Washington State University Vancouver’s campus isn’t typically as busy — or as smelly — as it was on Wednesday, as visitors streamed onto school grounds to see a rare corpse flower in full bloom.
The flower — known locally as Titan VanCoug and botanically as amorphophallus titanum — was on display for visitors on Wednesday only, as it’s expected to bloom for only 24 to 48 hours. School officials said Titan VanCoug began opening its leaves on Tuesday afternoon, prompting them to rush the plant to its display area outside the science and engineering building’s greenhouse.
Titan VanCoug first bloomed in July 2019 after 17 years of anticipation — an event that drew an estimated 20,000 visitors to the campus over two days.
While it blooms, the ultra-rare plant emits a strong, foul odor reminiscent of garbage rotting on a New York City sidewalk on a hot summer day. Though a light breeze helped keep the most pungent aromas at bay, standing close to the plant in certain spots provided visitors with a thorough understanding of where the nickname “corpse flower” came from.
“It’s really cool, but I didn’t think plants could be that stinky,” said Olive DeGiovanni, 11, a neighborhood resident who came with her family to see the flower Wednesday morning. “I thought flowers only smelled good. This smells like a port-a-potty.”
“It’s a bit different waking up to this smell instead of coffee,” added Olive’s mother, Olga.
Bigger, better, smellier
To visitors who came to see the plant’s opening act three years ago, this year’s bloom may be even more impressive. At 69 inches tall, this one dwarfs the 41-inch plant displayed in 2019. The stench, too, is far more noticeable, visitors said.
“This is one of those things you don’t expect you’re ever going to experience,” WSUV Chancellor Mel Netzhammer said. “It’s been just so interesting. I understand the rarity of the moment, but I don’t know what it is about human nature that makes us so captivated by such a strange sight like this.”
The corpse flower’s life began in 2002 as nothing but a small seed in a pot on Steve Sylvester’s desk. He’d received it from a research team at the University of Minnesota after seeking a side project to bring curious minds to campus.
Now a professor emeritus as the university, Sylvester spent the last two decades tending to the plant as it went through its routine of growing a single, tall leaf and dying back. Typically, corpse flowers bloom for the first time about seven to 10 years after being planted. That timeline was right on track until it was accidentally overwatered in 2008 — a minor mistake that caused the plant’s corm to explode and split into four different plants.
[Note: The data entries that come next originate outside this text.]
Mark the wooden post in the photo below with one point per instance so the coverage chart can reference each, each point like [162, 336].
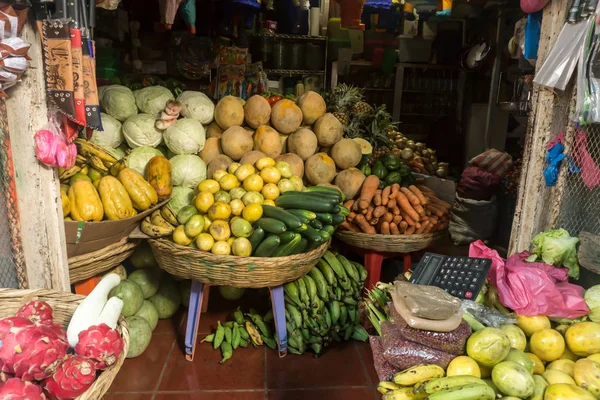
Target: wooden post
[538, 205]
[38, 187]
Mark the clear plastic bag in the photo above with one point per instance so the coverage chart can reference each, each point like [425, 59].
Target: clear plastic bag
[403, 354]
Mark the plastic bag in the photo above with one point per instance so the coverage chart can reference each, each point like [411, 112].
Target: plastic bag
[403, 354]
[429, 302]
[450, 342]
[51, 146]
[472, 220]
[532, 288]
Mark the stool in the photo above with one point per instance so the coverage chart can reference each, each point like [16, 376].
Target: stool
[199, 304]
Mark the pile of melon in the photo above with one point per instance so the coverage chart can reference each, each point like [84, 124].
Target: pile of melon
[300, 133]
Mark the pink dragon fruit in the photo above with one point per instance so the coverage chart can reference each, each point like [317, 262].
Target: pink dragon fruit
[32, 352]
[73, 377]
[38, 312]
[16, 389]
[101, 344]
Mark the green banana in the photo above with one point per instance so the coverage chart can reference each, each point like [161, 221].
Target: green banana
[467, 392]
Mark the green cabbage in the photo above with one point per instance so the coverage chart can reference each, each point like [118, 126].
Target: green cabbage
[556, 247]
[139, 130]
[112, 136]
[180, 197]
[140, 156]
[188, 170]
[118, 102]
[153, 99]
[185, 136]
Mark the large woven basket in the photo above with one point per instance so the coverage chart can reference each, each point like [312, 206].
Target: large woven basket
[63, 305]
[91, 264]
[243, 272]
[390, 243]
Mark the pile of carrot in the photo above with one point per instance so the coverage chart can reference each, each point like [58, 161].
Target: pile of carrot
[396, 210]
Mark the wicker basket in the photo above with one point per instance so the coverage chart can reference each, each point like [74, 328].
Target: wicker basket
[390, 243]
[91, 264]
[243, 272]
[64, 305]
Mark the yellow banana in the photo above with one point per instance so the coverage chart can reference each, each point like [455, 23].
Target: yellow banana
[158, 220]
[418, 373]
[154, 230]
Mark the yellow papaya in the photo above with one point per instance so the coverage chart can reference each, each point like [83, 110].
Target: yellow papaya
[85, 202]
[158, 174]
[115, 199]
[142, 195]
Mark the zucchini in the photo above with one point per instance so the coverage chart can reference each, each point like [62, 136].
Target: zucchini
[291, 221]
[271, 225]
[267, 247]
[287, 236]
[308, 203]
[316, 224]
[286, 248]
[325, 218]
[257, 236]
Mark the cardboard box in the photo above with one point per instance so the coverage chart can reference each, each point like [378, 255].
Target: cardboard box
[86, 237]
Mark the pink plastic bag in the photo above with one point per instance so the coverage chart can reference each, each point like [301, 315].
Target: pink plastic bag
[532, 288]
[51, 146]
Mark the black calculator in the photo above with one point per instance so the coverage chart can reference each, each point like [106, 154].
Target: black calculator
[462, 277]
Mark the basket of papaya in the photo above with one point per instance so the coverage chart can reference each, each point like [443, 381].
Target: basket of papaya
[232, 235]
[394, 219]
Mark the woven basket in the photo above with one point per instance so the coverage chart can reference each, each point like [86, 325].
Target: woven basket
[63, 305]
[91, 264]
[243, 272]
[390, 243]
Though the event delayed Titan VanCoug’s first bloom another decade, it has now created an opportunity for one of the four corms to bloom as frequently as once every year.
“I could get a bloom every year. It could be as early as next year,” said Sylvester, who spent Wednesday speaking with visitors and media members about the plant’s origins and significance. “In reality, I can’t predict anything about this plant; it does what it wants to do.”
On July 10, Sylvester and corpse flower co-caretaker Dawn Freeman noticed that one of the corms had begun to sprout. They measured it at 2½ inches tall.
Just over a month later, it’s nearly as tall as Sylvester himself.
“It’s nothing but a tremendous transport of nutrients,” Sylvester said, gesturing to the towering plant that’s among the world’s tallest and rarest.
It’s estimated that fewer than 1,000 of the plants are alive throughout the world, with perhaps as many in captivity as there are in the plant’s native homeland of Sumatra.
Passing the torch
On Wednesday morning before crowds showed up, Freeman pollinated the plant with pollen that she and Sylvester had received from partnering universities and conservatories in California and Illinois.
The goal, they said, is to keep pollinating the plants during blooms and harvest the resulting seeds to distribute to other places. Conducting genetic research on the plants will help determine the best ways to approach re-planting them in the wild someday.
Following Sylvester’s retirement in 2020, Freeman — a lab manager at WSUV — was handed the reins as chief caretaker of Titan VanCoug for the foreseeable future.
“When Steve left, there were four big leaves. I just kept watering and watching it until they fell down a few months ago and laid dormant for three months or so,” she said. “I got teased for a while that I had killed it off.”
The next time Titan VanCoug blooms, Sylvester may return as a guest, but it’ll be up to Freeman to lead the presentations.
“I’m really humbled and honored. It’s not hard to take care of, but there’s a lot hanging on it,” she said. “The next bloom, I’ll be on my own. I’m a little nervous.”